Guest Lecture by Bonnie Effros

 

Thursday, November 2 at 10.30–11.30
Lecture Hall Janus
Sirkkala Campus (Kaivokatu 12)

Ancient Relics and Christian History in Late Nineteenth-Century Poitiers

Although heightened anticlericalism in the late nineteenth century caused significant prejudice against religious scholars, a few intrepid clerics and their allies inside and outside of France dedicated their careers to identifying traces of the early flourishing of Christianity in ancient Gaul. Despite the lack of much in the way of documentary evidence, these historians, epigraphers, and archaeologists lay claim to architectural evidence for what they believed to be cultic spaces commemorating some of the earliest martyrs in Europe. The identification of holy remains and the structures that housed them became the means by which to redraw the map of an increasingly secular France; the bodies of the saints became cartographic placeholders for small but thriving communities of devout Christians in ancient Gaul. Although these discoveries were overshadowed by the more dominant Romanist-Germanist debate about the fall of the Roman Empire and the rise of the Germanic kingdoms, clerically-oriented research nonetheless persisted due to a small but powerful, international network of scholars stretching from Rome to North Africa. As a case study, I will point to the controversial publications of the Jesuit archaeologist Père Camille de la Croix in Poitiers at the baptistère Saint-Jean and the Hypogée des Dunes, the latter of which he alleged held the remains of 72 previously unknown martyrs. This example will offer the oportunity to discuss the implications of de la Croix’s and other late nineteenth-century clerical scholars’ obsession with martyrial passions and relics.

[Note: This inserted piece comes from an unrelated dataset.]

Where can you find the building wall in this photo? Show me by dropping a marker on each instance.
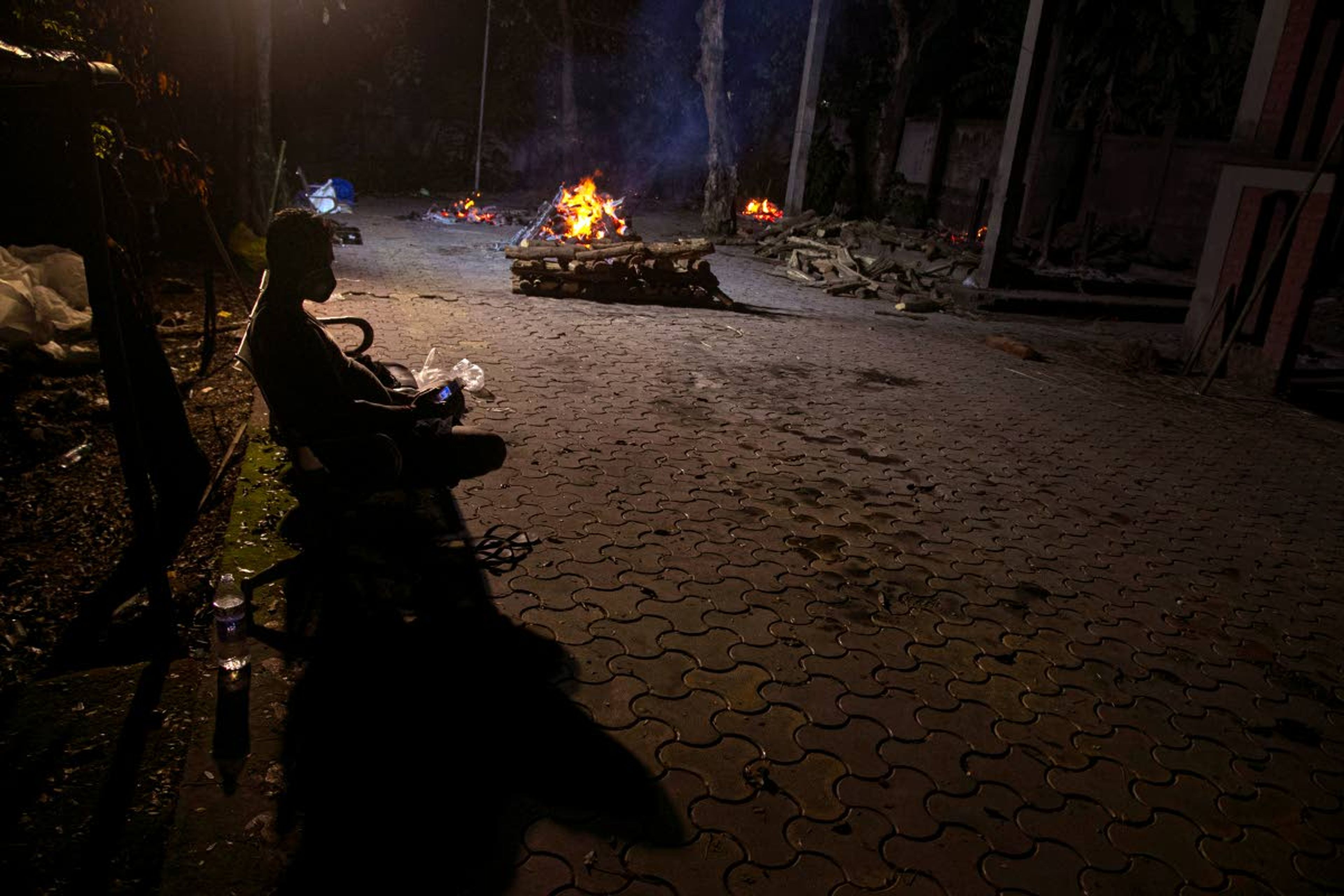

Bonnie Effros, Department of History, University of Liverpool / University of Florida

Bonnie Effros is professor of History and Rothman Chair and Director of the Center for the Humanities and the Public Sphere at the University of Florida, USA. Her research interests include early medieval history and archaeology, history of archaeology (nineteenth and twentieth centuries), and gender history.

The lecture is organised by the Turku Institute for Advanced Studies (TIAS), the Centre for the Study of Christian Cultures (CSCC) and the Turku Centre for Medieval and Early Modern Studies (TUCEMEMS).